Let’s presume for the time being, for arguments sake, that we’ll be building in the US or the UK – we automatically run into problems trying to import any Russian-made engines or even French engines, so these become a less probable likelihood of success – although there are some privately owned Mig-29’s in the US which must have gotten the OK from the state department somehow.

Next, let’s consider the GE and P&W powerplants – these would be ideal, and very probably would have the best (but most expensive) technical support in terms of engineering and spare parts, however the F110 and F100 engines are very obviously used in basically just all of the US air superiority fleet, so although it’s not unheard of to win dual-use permission from the US state department to equip a civilian aircraft, getting those permissions take literally years so it would seem to be a pretty futile endeavour.

Let’s go back to Richard Noble’s example – he managed to get both a pair of Speys and his latest EJ-200 from Rolls Royce without significant issues, so perhaps let’s follow in his footsteps since he has kindly trailblazed the path for use of ex-military jet engines on civilian engineering projects.

Government approval of such purchases also comes willingly when, like the SST initiatives, they are used as an educational ‘STEM’ advocacy vehicle, being shown off in schools and museums etc. – this fits perfectly with the mission of ‘The Mach Barrier’.


Actual Engines for Sale Now

Switching back for a moment to our ‘Donor Airframe’ options (see the info about the Citation X being used as the basis for our SST on the other page), it should be noted that occasionally ex-military jets can and do pass into civilian hands, and with them all of their hardware and systems.

Although the Turbo-Union RB-199 engines from the Tornado were not the most powerful of the options discussed in this page, if they were included with the purchase of a complete Tornado donor aircraft, they would very well make a cost-effective starting point for our SST to use.

The exact minimum thrust we will need to clear ‘the mach hump’ is not known at this early stage – nor is the minimum fuel burn needed to achieve our desired range, but you shouldn’t look a gift-horse in the mouth, they say.

 Actual stand-alone engines that can be bought with cash money, can be found – though some may only be good enough for museum exhibits and may not have been airworthy for a very long time.

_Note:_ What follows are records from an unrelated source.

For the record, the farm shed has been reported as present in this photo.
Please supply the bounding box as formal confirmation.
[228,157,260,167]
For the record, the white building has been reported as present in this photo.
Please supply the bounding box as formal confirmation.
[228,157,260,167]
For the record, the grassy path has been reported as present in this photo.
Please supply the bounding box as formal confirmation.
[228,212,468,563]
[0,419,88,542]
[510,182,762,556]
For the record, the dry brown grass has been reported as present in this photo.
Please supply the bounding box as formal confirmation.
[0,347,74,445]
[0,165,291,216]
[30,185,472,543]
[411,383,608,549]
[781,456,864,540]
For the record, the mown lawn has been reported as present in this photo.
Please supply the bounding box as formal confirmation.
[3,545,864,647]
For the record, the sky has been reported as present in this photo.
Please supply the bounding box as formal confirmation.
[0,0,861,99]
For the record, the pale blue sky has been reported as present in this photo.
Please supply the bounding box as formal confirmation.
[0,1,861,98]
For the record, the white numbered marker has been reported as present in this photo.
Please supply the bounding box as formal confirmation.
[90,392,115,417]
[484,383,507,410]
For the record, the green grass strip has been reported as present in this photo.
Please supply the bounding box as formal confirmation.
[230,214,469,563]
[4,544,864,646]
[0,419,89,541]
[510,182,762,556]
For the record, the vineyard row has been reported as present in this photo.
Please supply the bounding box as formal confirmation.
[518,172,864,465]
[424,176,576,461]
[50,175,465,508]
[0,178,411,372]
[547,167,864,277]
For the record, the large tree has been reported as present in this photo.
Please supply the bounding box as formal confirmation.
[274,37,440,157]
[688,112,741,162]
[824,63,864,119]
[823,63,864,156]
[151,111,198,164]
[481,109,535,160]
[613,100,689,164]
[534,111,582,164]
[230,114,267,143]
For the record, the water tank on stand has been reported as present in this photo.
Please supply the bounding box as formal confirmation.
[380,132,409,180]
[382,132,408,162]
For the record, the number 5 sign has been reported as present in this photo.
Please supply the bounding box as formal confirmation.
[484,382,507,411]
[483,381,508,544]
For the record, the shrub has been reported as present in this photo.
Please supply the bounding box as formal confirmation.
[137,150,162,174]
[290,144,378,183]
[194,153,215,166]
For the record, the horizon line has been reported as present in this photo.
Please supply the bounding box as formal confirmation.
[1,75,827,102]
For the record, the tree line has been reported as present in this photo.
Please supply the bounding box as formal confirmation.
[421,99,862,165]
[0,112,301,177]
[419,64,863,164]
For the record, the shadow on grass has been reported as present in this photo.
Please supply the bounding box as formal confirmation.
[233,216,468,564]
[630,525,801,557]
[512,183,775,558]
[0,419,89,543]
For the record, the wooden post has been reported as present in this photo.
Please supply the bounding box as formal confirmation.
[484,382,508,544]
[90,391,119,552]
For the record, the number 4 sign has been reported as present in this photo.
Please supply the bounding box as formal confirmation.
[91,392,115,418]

Here, for instance is an Olympus engine from Concorde’s predecessor, the TSR-2, which ultimately formed the basis for the RR/Snecma 593 Olympus.

 And another;

This one is sold, apparently, advertised at but this is the same type of engine used to power the Thrust SSC, and is broadly equivalent to the Eurojet EJ-200.

We need two of these, to make one Supersonic Citation.